First, do no harm. Primum non nocere

21 03 2009

Regular readers will know of my hesitancy in becoming significantly involved in medical management. Some of this is due, on my part, to a lack of education and understanding of the complexities of the role. Partly however this is also due to deeply held, negative views regarding the overall aims of management compared to those of a clinician. I struggle with the different mindsets required to fulfill the two roles as I find the goals are not complementary but may often be totally divergent.hippocrates2

Now, as any good Greek scholar will know, “Primum non nocere” (first do no harm) is NOT part of the Hippocratic Oath. Primarily of course, the phrase is in Latin and Hippocrates was Greek! Secondly, even rough translation of his original treatise does not reveal a section that could even be mistaken for this now clichéd phrase. There are various interesting thoughts as to the genesis of the myth but the most common is that  in Epidermics, Book 1, section XI, Hippocrates wrote,

“Declare the past, diagnose the present, foretell the future; practice these acts. As to diseases, make a habit of two things — to help, or at least to do no harm.”

The concept is however true that a physician, by whichever oath or code they practice, regards the health and care of their patients as of paramount importance. The scope for debate within that statement is huge but in the sternest of interactions between clinicians and management the power of that phrase and its interpretation underpins the behaviour of clinicians.

The news yesterday of yet another hospital; Birmingham Children’s, being severely criticised for its lack of care for its patients leaves every clinician with a feeling of shame. No matter the management edict, the targets or the funding issues, clinicians will struggle, often against the odds, and yes, even against the management, to provide the best care they possibly can. My sadness is further increased that this is yet again happening in the face of a current Healthcare Commission Report of apparently excellent (measured) standards and the award of Foundation Trust Status for delivery of these standards.

What does all this mean? It shows the gross inaccuracy of  heuristics applied to patient care, it shows that management are repeatedly willing to sacrifice patient care on the twin pagan altars of targets and foundation status and all this depresses me. These situations are clearly a failure of management and whilst the reasons for this failure may be complex, unknown or even unknownable they are contrary to our basic premise; “first do no harm”.

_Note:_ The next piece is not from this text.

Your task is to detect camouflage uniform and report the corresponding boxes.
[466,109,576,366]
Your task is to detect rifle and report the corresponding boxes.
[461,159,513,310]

Do I want to take on a management role and prevent this happening? Is it possible to prevent this in the face of management pursuing goals at such expense?

A world of difference.

17 03 2009

Two stories are currently dominating the news reports; Mid Staffordshire NHS Trust and Royal Bank of Scotland. Two stories of management pursuing goals deemed laudable, each receiving recognition within its own field of “success” only to have revealed the ultimate costs of those achievements.

Sir Fred Goodwin and the Board of the Royal Bank of Scotland are not the cause of the current financial “downturn”. There is no doubt that behaviour such as theirs contributed significantly to the failure of the Group and the subsequent, some would say required, major Government support of the Bank. Mr Goodwin received a knighthood, “for services to banking” and is currently involved in some discussion, shall we say, regarding the value of his pension/pay-off/ severance/reward from the company. Currently, the financial reward for his “services to banking” is to be paid probably tax free to a value that has as many digits as my mobile phone number. He has simply “retired”.

The management group of Mid Staffordshire NHS Trust strove through their actions in the three years leading up to 2008 to fulfill the Government standards regarding financial probity and clinical targets. The Trust was given the accolade of Foundation Status in recognition of its efforts in achieving those quality standards.  The “Annual Healthcare check” from the Healthcare Commision for 2007-8 can be found here. A snapshot of their performance is below.


Impressive eh?

Today, it is being widely reported that the Health Commision has found that the management pursuit and achievement of their stated goals was at the expense of clinical care. During this same three year period it is reported that there has been significant failures of management and clinical governance lead to unnecessary suffering and a significant number of deaths. How exactly this fits with the report issued last year is open to conjecture.

I’m sure we’re all pleased to hear that the senior managers of this Foundation Trust have “retired” too.

There’s so much I feel about this whole situation and its wider context that just breaks my heart.  Perhaps leaving it unsaid speaks louder than any words.